Six weeks after El Paso County shelled out $32,000 in tax dollars to make its public information officer go away, the employee's abrupt departure still is shrouded in mystery.
And what exactly happened between Ann Ervin and the county could remain secret forever. Other than the golden parachute -- which represents more than half of Ervin's $62,678 annual salary -- both sides have agreed not to talk about conditions surrounding her departure. Ervin, a former local TV reporter, worked for the county for five years.
She is at least the fourth county employee to have received a payout over the last two years. Those employees have reaped at least $112,000. Other deals were hammered out with former Parks Director Barbara Nugent in 2003 and Assistant County Manager Dennis Cripps in 2004.
"I'm going to be a stay-at-home mom," Ervin says, declining additional comment.
Ervin's settlement, obtained by the Independent, says she won't sue the county for "any claim of retaliatory treatment" and that she agrees never again to seek employment with the county.
In addition to the cash, she gets a "favorable employment recommendation."
Ervin's settlement was not approved by any elected officials. Rather, County Attorney Bill Louis brokered the deal.

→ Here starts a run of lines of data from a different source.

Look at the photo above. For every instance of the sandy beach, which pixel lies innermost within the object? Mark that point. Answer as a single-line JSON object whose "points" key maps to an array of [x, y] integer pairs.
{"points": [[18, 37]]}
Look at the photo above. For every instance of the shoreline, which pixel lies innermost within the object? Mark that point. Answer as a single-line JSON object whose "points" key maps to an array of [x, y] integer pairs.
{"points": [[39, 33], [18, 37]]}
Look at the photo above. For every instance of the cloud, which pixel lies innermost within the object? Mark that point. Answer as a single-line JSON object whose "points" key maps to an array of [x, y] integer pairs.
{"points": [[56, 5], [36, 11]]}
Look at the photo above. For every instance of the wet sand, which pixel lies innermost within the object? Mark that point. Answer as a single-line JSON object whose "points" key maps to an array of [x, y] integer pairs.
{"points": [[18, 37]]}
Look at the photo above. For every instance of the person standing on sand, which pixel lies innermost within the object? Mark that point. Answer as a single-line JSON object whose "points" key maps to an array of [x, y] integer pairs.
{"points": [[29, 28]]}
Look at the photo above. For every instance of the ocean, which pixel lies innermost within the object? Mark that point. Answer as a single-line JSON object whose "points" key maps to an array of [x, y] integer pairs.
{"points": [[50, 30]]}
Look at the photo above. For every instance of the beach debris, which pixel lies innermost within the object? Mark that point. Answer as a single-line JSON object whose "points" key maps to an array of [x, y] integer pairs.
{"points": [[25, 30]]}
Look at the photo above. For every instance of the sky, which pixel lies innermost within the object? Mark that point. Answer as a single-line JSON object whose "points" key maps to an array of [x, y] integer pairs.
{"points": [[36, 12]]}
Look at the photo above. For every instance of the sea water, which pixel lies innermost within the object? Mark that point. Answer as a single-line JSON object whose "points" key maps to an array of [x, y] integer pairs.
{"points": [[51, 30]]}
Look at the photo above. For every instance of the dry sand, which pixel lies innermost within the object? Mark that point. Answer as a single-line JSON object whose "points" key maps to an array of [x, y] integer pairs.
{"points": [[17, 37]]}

"There is probably a better way to do this," says Commissioner Wayne Williams, who has proposed a policy requiring a formal vote involving any severance deal of more than $25,000.
Commissioner Sallie Clark, however, maintains that the current system prevents internal employee matters from becoming public spectacles.
"I don't want to see employees become political footballs," she says.
The Independent analyzed the two performance evaluations the county has on file for Ervin. Completed in 2001 and in March 2005, the evaluations show that county officials were satisfied, and occasionally thrilled, with Ervin's work.
Clark says she has "full faith" that the county's actions were fair and necessary.